In the cafeteria, they serve sheet cake on Bakelite.
We crowd a semi-circle of pastel chair–desk combos.

A banner over the door to the girls’ bathroom reads:
If You Could Go Back In Time…I wouldn’t.

We pass around class photos from years ago
before our voices had corners. My gutsy alto

made me a shoe-in for the role. The director
was wary, but praised my gumption. How timely

how present on set. Played “Hail the Conquering Hero”
on the piccolo while admiring the pink-tinted sky

how unseasonable, how nice.

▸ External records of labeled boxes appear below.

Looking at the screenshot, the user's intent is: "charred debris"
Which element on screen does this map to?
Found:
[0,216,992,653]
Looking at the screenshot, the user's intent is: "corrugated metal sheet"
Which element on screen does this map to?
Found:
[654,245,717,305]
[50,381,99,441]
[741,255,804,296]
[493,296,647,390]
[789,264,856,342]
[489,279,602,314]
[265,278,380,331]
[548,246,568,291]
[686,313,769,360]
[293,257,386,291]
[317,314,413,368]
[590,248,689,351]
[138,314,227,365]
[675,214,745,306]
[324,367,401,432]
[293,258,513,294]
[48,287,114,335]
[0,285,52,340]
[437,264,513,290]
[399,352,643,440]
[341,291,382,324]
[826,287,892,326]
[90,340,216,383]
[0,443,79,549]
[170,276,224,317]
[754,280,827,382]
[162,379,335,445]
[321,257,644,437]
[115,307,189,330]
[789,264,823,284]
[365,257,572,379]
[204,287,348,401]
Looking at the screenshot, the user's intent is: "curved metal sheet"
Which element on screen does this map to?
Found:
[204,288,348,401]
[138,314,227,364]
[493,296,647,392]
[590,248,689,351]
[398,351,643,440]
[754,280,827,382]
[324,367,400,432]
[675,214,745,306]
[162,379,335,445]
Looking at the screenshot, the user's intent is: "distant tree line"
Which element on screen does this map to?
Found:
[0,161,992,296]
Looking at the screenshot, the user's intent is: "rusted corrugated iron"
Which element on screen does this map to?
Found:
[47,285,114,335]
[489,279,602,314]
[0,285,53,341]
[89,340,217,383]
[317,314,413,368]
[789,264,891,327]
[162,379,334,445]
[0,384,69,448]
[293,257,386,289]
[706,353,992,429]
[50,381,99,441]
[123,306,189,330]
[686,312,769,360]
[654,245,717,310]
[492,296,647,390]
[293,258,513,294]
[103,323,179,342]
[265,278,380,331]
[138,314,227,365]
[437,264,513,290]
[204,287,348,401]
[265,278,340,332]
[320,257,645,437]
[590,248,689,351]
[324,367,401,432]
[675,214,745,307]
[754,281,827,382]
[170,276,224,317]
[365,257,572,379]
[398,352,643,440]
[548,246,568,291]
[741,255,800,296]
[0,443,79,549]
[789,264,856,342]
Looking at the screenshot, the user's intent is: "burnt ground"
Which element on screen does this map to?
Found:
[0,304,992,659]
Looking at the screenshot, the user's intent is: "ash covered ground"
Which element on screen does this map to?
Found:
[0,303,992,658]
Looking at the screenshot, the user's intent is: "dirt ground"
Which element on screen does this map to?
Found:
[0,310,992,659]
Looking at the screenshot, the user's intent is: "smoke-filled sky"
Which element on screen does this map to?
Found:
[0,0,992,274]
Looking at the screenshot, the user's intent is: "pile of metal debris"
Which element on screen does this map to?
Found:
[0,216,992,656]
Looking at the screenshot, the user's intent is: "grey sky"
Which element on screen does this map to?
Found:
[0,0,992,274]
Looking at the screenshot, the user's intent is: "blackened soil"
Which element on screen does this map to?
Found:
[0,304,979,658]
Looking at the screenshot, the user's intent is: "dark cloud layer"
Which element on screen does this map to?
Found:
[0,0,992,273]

Forget the scraping
sound our veins made and the bleach burn

and the intricate paper snowflake we cut into
from too many sides until, unfolded

it fell apart, little copies of a lesser design.
Remember, this was not the first time.

Caller

Call me Jordan and cross me
Give me a brand-new vintage mouth
Message left in an amateur tongue

Two down and one to go, whiff
Of rubbing alcohol, swoon of ether
Grit of the crushed biting fly

Call me wifey to activate me
Peerlessly perilous and burning again
Like the old days, to whimper

And want wanting, shovel-shaped
Cleaved like a heart, a hooker
With a heart of gold putting

An oxygen mask over a child’s face
I bite my tongue underwater
Don’t do cold calls, don’t bear

A passing resemblance, flicker
By firelight, cur scratches in dust
Web strong enough to span

Canyon wind and the microscopic
Tunnels and tuneless instruments
Of ardor memorialized, I see

Tiny buttons by the green glow
Of the touch-tone, I will return
When the vibration in my jaw stops

Save a seat for me at a watchful
Distance, save a space for me
In the girl-shaped procession

Call the place diametric cityscape
Call my hairdresser Amber
And this ringer a braincase

I call the formlessness beloved
I pray to God for a sister
I say, make her just like me

Make her answer to my name.

Heather June Gibbons’ poems have appeared in Gulf Coast, Blackbird, Third Coast, Juked, Southeast Review, Cincinnati Review, New Ohio Review, Drunken Boat, Pebble Lake Review, and elsewhere. She holds an MFA from the Iowa Writers’ Workshop and teaches creative writing and literature at Purdue University.